The Riga Photography Biennial - NEXT 2021 starts in May

2021 05 08 — 2021 08 11
Author Echo Gone Wrong

The Riga Photography Biennial – NEXT 2021 will take place in Riga from 8 May to 11 August. This international contemporary art event invites art enthusiasts to visit exhibitions, a symposium and discussions as well as meet the artists and curators at event venues and online.

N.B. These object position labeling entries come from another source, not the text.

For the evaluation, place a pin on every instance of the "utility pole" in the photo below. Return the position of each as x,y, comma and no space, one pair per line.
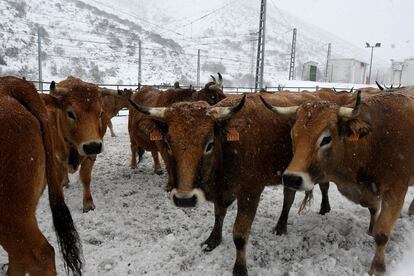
328,57
39,58
372,54
261,48
252,51
292,56
139,62
198,68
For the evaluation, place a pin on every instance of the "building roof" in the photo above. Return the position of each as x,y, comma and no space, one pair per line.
348,59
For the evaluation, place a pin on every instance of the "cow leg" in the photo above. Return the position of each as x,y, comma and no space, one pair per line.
134,149
141,152
373,218
411,208
111,128
157,164
325,206
220,210
288,198
35,256
246,211
392,202
85,175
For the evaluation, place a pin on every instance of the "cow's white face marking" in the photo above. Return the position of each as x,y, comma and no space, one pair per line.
198,193
325,139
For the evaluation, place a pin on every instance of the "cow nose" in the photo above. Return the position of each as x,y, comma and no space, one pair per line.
92,148
292,181
184,201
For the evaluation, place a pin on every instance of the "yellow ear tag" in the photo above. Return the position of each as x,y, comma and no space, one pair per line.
233,135
155,135
354,137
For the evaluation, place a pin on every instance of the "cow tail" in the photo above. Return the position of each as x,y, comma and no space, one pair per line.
141,152
67,236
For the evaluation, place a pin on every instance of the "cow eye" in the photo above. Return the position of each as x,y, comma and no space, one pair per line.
168,146
71,115
326,141
209,147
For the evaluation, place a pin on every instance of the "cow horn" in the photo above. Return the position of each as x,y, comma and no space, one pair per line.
379,86
57,90
348,112
220,82
107,92
289,110
155,112
223,113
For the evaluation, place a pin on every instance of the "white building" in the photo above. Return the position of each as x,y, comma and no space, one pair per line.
347,70
407,74
310,71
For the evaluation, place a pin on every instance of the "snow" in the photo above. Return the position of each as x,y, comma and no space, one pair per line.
135,230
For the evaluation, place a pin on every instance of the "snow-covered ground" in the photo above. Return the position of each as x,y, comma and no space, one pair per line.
135,230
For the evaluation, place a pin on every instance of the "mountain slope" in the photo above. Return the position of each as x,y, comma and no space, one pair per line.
98,40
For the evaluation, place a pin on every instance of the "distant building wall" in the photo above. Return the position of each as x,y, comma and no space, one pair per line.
407,75
347,71
310,71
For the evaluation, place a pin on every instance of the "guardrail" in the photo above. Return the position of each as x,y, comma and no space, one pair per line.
44,87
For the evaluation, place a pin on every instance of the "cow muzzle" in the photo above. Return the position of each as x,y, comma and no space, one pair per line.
187,199
297,181
90,148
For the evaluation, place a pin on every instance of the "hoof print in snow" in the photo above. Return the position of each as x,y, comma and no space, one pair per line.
106,267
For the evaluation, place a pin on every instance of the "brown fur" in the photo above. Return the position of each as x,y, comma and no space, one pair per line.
371,157
84,100
27,161
233,169
140,126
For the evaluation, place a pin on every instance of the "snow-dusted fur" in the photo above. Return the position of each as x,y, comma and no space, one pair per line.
136,230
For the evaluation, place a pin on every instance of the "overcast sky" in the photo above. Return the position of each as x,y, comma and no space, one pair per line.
390,22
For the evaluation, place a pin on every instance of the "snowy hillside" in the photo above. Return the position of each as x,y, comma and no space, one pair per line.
136,230
98,40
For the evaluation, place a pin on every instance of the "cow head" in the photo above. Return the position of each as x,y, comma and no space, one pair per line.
80,107
211,92
193,134
319,135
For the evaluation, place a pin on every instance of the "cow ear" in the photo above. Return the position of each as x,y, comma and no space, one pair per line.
354,129
52,101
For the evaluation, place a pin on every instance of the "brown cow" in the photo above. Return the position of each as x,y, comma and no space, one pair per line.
207,166
27,162
111,105
140,126
366,150
75,112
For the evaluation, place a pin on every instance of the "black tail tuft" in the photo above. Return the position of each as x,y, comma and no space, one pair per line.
141,152
68,239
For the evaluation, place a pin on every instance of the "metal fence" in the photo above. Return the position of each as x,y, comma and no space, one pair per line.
44,87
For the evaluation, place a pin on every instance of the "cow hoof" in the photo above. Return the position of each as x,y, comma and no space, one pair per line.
159,172
377,269
88,207
239,270
210,244
280,230
323,211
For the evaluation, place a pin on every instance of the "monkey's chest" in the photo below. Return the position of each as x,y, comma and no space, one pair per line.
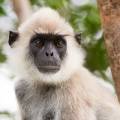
50,104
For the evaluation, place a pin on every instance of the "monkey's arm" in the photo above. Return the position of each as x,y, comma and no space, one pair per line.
108,112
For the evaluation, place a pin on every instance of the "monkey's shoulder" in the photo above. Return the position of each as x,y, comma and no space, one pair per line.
21,88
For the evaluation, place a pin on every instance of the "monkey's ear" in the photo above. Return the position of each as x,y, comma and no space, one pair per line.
12,37
78,38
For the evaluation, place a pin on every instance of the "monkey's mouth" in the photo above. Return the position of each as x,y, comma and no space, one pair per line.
49,69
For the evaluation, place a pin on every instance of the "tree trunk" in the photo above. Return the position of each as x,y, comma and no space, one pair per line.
110,16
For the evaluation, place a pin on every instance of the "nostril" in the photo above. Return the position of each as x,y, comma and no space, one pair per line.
51,54
47,54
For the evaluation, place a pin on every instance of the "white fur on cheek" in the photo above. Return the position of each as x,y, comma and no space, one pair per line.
72,62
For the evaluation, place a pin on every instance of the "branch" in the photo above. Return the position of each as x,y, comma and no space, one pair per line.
110,16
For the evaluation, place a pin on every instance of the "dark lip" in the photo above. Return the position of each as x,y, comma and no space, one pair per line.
49,69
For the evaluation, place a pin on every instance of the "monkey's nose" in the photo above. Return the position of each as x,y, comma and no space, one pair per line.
48,54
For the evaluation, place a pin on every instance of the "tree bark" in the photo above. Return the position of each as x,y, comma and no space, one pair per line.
110,16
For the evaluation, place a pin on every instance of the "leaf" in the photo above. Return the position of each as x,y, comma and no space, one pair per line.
1,1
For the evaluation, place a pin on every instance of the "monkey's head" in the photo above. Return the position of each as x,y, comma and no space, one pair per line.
46,48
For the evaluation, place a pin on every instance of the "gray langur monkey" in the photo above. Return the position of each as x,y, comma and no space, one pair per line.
54,84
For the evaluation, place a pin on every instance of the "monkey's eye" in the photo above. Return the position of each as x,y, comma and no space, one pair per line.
38,43
59,43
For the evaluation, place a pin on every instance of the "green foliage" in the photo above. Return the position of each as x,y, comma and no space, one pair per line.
84,19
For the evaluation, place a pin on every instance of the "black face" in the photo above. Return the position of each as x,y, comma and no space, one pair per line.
48,51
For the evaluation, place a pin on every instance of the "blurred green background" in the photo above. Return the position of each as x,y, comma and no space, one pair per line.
84,18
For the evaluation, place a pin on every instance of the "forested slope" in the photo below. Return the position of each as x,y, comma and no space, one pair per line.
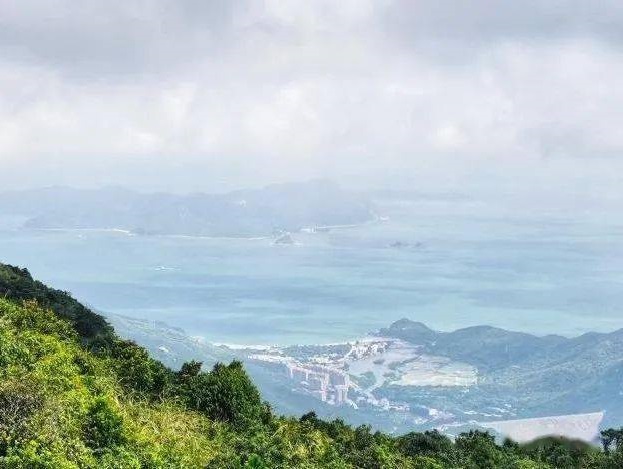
73,396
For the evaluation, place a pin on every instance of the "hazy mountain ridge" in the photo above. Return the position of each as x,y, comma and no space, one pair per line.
255,212
546,375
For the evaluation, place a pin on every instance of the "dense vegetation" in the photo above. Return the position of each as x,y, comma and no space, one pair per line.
74,396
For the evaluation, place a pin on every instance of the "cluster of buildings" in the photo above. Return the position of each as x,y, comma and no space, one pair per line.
327,384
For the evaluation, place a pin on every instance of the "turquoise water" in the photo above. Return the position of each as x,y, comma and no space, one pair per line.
534,273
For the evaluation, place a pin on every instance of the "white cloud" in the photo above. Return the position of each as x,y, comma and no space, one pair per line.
282,90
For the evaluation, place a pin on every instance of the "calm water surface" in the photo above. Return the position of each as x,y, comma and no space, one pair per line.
456,267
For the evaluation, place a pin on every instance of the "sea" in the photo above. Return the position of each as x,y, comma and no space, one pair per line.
447,263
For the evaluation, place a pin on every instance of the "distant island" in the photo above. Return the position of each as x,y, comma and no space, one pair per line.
74,393
268,211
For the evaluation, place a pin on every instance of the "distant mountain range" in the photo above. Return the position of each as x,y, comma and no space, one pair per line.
549,375
244,213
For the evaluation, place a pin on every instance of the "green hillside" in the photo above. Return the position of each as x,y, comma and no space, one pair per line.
74,395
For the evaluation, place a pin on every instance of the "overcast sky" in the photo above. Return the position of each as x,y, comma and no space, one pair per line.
207,95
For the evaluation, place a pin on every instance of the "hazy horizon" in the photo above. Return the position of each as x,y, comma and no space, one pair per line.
209,97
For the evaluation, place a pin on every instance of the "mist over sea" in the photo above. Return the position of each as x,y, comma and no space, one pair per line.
449,264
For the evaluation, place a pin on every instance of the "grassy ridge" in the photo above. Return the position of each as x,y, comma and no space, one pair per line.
65,403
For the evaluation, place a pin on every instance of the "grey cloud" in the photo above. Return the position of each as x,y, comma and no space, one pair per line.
106,91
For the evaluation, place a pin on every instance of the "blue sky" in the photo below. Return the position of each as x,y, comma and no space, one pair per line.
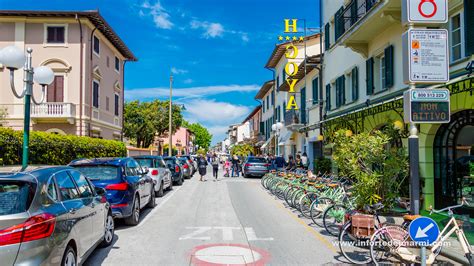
215,49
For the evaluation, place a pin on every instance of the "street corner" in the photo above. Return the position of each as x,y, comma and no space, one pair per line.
228,254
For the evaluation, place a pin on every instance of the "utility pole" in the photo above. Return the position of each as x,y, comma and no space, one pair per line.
170,140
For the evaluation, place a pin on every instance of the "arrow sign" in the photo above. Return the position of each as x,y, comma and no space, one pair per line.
424,231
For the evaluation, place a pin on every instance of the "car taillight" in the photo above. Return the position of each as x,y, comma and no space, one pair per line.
119,186
36,227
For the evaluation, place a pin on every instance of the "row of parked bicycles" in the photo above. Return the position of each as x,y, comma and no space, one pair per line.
362,236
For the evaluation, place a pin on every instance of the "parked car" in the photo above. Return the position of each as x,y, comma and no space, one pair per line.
175,168
186,167
255,166
51,216
129,188
158,171
191,163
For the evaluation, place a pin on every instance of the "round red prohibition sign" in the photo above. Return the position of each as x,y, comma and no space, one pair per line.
228,254
422,3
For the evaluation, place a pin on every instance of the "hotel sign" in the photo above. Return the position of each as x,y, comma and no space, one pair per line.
427,106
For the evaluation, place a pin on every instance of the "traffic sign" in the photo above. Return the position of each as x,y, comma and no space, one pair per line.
426,106
424,231
425,56
424,11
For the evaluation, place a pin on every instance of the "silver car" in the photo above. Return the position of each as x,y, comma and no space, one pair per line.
51,216
158,171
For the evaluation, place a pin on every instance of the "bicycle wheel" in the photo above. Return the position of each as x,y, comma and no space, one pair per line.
333,218
355,250
317,208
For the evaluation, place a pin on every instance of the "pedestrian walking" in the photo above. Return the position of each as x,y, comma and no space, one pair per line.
215,166
202,165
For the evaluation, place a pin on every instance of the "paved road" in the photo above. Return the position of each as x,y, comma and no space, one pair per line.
229,221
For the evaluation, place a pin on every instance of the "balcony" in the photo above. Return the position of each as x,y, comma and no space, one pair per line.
293,120
53,112
361,21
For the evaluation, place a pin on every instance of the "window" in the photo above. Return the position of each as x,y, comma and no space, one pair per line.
55,34
96,45
117,64
116,105
455,27
85,191
95,94
66,186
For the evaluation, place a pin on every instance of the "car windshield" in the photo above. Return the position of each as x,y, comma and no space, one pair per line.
145,162
99,172
15,196
256,160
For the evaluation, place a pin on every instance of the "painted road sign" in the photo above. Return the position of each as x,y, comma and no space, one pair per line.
424,11
426,56
424,231
426,106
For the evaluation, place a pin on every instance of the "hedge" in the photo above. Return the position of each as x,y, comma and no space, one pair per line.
54,149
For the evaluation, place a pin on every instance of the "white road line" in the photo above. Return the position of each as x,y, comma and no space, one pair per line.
171,194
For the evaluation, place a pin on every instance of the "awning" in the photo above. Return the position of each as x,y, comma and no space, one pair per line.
266,143
285,139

This year’s NEXT 2021 programme focuses not only on young artists but also on curators, highlighting the role of curator as a mediator between the viewer, the artist and the work of art. During this difficult time, when digital communication has become the main form of communication for many people around the world, several of the biennial’s exhibitions and events have gained even more relevance, focusing on the heritage of today’s digital age and its impact on our perception, cognition and image culture in general.

The first event of the Riga Photography Biennial – NEXT 2021 will be the exhibition To Fall in Love, Click Here by Tīna Pētersone, the winner of the Emerging Curator! award. It will be on view from 8 May to 27 June at the Pilot experimental art space of the Art Academy of Latvia. With the Emerging Curator! award, the Riga Photography Biennial – NEXT in collaboration with the curatorial study programme at the Art Academy of Latvia has established a new tradition to promote understanding of a curator’s contribution and to simultaneously develop the profession of curator in Latvia. This year, an international jury granted the award to Pētersone, commenting on its decision: “Tīna Pētersone’s curatorial proposal seemed interesting because of the chosen topic – contemporary models of romantic relationships in which alienation and impermanence dominate. This resonates with the current global cultural context. The artists whom the curator has selected to work on this project reflect this theme perfectly. Their solutions, as outlined in Pētersone’s application, are exciting both spatially and in terms of content.”

From 14 May to 11 June, the window of Riga’s Smallest Art Gallery will feature the exhibition Inexplicable, Yet a Fact by the artist collective Subspatial.xyz (Aleksandrs Breže and Armands Freibergs), curated by Auguste Petre. Some will most certainly associate the title of this exhibition with the pseudo-documentary programme Необъяснимо, но факт broadcast on the Russian television channel TNT, which explored issues concerning aliens, werewolves, vampires and political conspiracy theories. Taking a step back from the particular content of such shows and ignoring the existence of aliens for a moment, Inexplicable, Yet a Fact examines the social constructions of the 21st century.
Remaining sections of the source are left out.